Understanding Microsoft Defender Threat Intelligence (Defender TI)

February 15, 2023

Threat intelligence is information on unethical activity that targets a company’s networks, devices, applications, and data that is backed up by evidence. Threat intelligence makes sense conceptually. However, gathering and analyzing the necessary data is much more difficult. It might be overwhelming to consider all the risks that can damage or destroy company information technology. Threat intelligence gathered in the context of an attack may reveal your vulnerabilities, the identity of your attackers, their motives, their capabilities, the potential damage they could do to your information assets, and potential indicators of compromise.

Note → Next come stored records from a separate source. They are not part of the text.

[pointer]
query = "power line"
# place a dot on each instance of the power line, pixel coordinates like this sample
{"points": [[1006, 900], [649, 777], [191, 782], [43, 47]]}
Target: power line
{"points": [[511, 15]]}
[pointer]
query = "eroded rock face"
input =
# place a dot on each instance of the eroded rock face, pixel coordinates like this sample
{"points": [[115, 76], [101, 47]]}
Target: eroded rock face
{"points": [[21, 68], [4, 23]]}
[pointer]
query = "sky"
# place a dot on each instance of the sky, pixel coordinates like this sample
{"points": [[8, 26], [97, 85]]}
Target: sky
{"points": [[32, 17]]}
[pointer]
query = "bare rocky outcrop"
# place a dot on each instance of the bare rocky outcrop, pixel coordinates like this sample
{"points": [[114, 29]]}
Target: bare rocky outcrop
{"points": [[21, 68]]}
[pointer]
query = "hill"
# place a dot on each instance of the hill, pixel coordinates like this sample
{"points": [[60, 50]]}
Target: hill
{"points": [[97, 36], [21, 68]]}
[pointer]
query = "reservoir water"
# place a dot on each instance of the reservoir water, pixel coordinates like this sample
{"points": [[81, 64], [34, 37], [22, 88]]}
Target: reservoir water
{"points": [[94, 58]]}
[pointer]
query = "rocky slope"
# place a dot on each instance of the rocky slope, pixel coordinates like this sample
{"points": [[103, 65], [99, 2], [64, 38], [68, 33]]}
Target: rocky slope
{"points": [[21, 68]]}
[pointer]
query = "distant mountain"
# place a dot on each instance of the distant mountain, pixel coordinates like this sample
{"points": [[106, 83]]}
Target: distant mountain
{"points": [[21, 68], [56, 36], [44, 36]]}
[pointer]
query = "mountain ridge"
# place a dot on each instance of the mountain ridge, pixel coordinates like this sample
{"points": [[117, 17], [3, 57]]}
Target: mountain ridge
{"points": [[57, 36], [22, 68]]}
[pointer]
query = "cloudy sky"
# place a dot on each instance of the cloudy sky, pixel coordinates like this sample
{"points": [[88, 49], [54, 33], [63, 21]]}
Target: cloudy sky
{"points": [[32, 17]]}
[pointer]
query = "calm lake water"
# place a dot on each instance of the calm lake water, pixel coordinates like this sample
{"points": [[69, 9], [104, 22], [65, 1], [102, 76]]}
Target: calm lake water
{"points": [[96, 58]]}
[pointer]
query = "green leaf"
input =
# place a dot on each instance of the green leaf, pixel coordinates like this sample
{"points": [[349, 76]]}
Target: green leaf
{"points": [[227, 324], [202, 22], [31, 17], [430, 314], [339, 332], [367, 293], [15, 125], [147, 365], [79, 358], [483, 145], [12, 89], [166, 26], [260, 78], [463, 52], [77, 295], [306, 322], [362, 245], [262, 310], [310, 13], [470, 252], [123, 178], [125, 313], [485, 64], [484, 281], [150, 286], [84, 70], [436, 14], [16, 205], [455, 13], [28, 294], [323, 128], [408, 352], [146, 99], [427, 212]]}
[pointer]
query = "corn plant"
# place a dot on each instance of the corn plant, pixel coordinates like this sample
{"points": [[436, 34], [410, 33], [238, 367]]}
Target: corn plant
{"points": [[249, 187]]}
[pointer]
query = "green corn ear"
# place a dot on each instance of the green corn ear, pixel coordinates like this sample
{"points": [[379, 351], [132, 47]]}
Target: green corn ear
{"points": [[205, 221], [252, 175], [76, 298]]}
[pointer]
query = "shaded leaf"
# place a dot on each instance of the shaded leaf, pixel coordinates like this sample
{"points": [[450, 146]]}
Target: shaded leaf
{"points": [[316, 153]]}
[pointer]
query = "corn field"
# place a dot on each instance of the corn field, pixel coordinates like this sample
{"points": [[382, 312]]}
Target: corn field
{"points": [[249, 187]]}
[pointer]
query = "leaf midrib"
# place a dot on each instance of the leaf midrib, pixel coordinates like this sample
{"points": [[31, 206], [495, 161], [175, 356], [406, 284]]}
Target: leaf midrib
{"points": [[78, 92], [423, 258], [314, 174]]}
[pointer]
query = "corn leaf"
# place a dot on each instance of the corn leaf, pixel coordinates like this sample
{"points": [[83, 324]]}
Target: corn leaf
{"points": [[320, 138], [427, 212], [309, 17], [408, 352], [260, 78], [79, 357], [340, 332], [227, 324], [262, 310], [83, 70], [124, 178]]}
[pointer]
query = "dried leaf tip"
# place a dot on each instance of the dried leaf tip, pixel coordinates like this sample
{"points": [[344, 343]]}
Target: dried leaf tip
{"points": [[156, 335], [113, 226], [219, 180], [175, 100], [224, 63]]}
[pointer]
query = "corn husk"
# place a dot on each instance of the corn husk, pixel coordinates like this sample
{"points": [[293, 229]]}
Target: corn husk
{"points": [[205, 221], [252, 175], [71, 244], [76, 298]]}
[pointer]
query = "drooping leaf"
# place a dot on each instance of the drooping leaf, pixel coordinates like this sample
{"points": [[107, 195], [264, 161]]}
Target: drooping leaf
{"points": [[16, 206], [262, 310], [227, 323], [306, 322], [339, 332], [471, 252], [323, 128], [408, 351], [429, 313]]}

If we need to collect information about recent attack, we used to refer much more websites since all form of IOC can’t be fetched from same ONSIT. Cyber threat intelligence analysts struggle to strike a balance between consuming a wide range of threat information and determining which threat information offers the greatest hazards to their business and/or industry. Instead of concentrating on what helps their company protect themselves—gaining insights about the actors through analysis and correlation—analysts spend a lot of time on data discovery, collecting, and parsing. We should believe that Microsoft is providing a Threat Intelligence platform where all the details are fetched from same website.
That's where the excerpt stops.